Connect-ExchangeOnline; Get-MessageTrace -StartDate (Get-Date).AddDays(-1)Only when every line above runs clean do I close the ticket and update the runbook with the timestamps.
Where I check first when the docs disagree
When two sources contradict each other on a Microsoft 365 Admin detail, the disambiguation order I lean on is stable. I usually start at admin.microsoft.com for the ground-truth view on Microsoft 365 Admin. I usually start at learn.microsoft.com/microsoft-365 for the ground-truth view on Microsoft 365 Admin. I usually start at status.office.com for the ground-truth view on Microsoft 365 Admin. Random blog posts and reseller wikis are signal, not ground truth, and I treat them as such until the references above either confirm or contradict the claim.
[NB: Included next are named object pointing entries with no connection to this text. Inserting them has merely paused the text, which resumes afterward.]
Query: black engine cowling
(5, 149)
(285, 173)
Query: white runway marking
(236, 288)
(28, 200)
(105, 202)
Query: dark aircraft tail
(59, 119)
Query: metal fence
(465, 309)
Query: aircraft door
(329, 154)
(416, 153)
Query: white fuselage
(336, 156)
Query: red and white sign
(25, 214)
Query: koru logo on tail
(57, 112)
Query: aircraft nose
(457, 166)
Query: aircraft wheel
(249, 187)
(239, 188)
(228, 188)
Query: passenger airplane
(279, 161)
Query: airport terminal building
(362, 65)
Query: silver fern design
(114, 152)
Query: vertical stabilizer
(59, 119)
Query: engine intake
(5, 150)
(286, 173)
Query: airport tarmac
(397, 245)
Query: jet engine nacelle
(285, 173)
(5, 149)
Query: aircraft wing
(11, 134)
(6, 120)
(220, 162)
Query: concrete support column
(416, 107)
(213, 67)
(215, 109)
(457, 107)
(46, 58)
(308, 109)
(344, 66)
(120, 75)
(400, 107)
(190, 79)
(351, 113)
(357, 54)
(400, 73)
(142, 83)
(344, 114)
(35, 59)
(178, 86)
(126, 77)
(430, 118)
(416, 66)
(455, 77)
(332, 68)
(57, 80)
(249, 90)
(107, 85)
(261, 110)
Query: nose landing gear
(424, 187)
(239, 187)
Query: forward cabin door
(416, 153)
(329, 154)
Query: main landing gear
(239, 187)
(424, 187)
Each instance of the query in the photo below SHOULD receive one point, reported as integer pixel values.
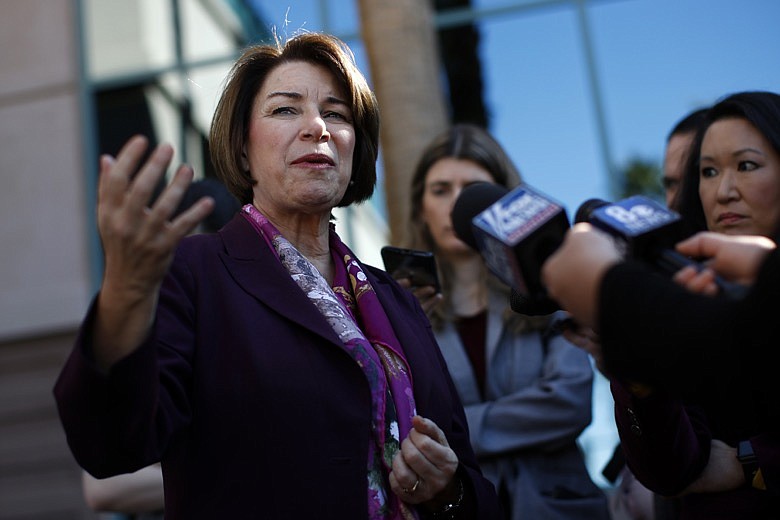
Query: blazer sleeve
(122, 421)
(435, 392)
(666, 444)
(546, 415)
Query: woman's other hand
(424, 469)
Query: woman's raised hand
(138, 241)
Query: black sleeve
(656, 332)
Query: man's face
(674, 164)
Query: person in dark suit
(692, 394)
(271, 372)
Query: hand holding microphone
(573, 273)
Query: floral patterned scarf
(354, 312)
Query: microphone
(515, 232)
(646, 230)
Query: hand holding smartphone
(418, 266)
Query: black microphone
(646, 230)
(515, 232)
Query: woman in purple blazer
(271, 372)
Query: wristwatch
(748, 460)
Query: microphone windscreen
(473, 200)
(587, 208)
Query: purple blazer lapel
(256, 270)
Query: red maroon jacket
(244, 393)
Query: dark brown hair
(229, 128)
(760, 109)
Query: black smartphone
(418, 266)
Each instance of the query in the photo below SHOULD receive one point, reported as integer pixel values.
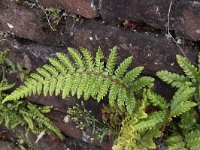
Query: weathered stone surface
(187, 20)
(85, 8)
(154, 52)
(26, 23)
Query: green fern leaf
(76, 83)
(182, 108)
(141, 83)
(87, 78)
(89, 88)
(67, 86)
(52, 86)
(174, 79)
(103, 90)
(77, 58)
(45, 88)
(99, 82)
(121, 97)
(83, 84)
(157, 100)
(58, 65)
(131, 75)
(193, 139)
(175, 142)
(130, 103)
(189, 69)
(123, 67)
(111, 62)
(113, 95)
(59, 86)
(44, 73)
(180, 103)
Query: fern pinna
(22, 113)
(86, 76)
(138, 131)
(191, 77)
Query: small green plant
(21, 112)
(84, 120)
(86, 77)
(141, 115)
(191, 77)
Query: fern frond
(113, 95)
(67, 86)
(193, 139)
(130, 103)
(110, 66)
(103, 90)
(131, 75)
(141, 83)
(77, 58)
(87, 78)
(188, 120)
(157, 100)
(180, 102)
(174, 79)
(175, 142)
(127, 137)
(189, 69)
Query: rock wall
(137, 27)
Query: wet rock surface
(32, 41)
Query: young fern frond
(157, 100)
(174, 79)
(181, 101)
(111, 63)
(150, 122)
(191, 78)
(175, 142)
(87, 78)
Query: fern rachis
(85, 76)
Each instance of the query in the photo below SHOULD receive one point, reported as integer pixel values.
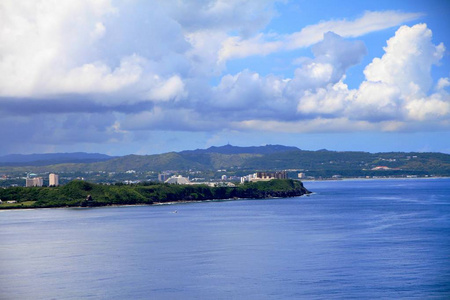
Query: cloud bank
(104, 72)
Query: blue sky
(144, 77)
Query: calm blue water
(351, 240)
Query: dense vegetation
(76, 192)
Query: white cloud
(396, 89)
(408, 59)
(239, 47)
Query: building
(53, 179)
(36, 181)
(178, 180)
(264, 176)
(261, 176)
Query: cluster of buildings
(53, 180)
(264, 176)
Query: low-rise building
(53, 179)
(178, 180)
(36, 181)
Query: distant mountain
(229, 149)
(241, 160)
(51, 158)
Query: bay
(351, 239)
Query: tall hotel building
(53, 180)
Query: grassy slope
(75, 193)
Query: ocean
(351, 239)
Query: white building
(37, 181)
(53, 179)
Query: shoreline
(377, 178)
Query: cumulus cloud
(263, 44)
(396, 88)
(103, 70)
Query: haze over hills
(243, 159)
(51, 158)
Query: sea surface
(366, 239)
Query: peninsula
(83, 193)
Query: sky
(145, 77)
Pitfalls I have walked into on this exact path
The shortcuts that look smart on enable security defaults on Microsoft 365 Copilot have a habit of biting back. The pitfalls below are the ones I have personally walked into on a Microsoft 365 Copilot unit, not things I read about. Microsoft Graph PowerShell is the tool I now reach for over the legacy MSOnline module, because the legacy module's deprecation timeline is finally serious. Message Trace gives the truth that the user's Sent folder cannot, if a mail did not leave the org, it will say so in plain English. When in doubt I revert to the slower path that the manual prescribes - the time I save by skipping it is always smaller than the time I spend cleaning up afterwards.
What I tell the next on-call
When I hand enable security defaults on Microsoft 365 Copilot off to the next person on rotation, the three lines I leave in the runbook are these. First, the symptom signature for Microsoft 365 Copilot on the Microsoft 365 Admin family - not a paraphrase, the exact string that surfaces. Second, the diagnostic that gave the highest signal in the least time. Third, the exact verification command whose green output justified closing the ticket. That trio is what turns a one-off fix into a runbook entry the next engineer can use without paging me at three in the morning.
I also add a one-line note on the cost of getting this wrong. For enable security defaults on Microsoft 365 Copilot on a Microsoft 365 Copilot unit, the cost is rarely the replacement part. It is the downtime, the second site visit, and the trust deficit you spend with whoever owns the asset when the fix does not hold. That framing keeps the next on-call from choosing the cheap-looking shortcut that ends up costing the most in elapsed hours and goodwill.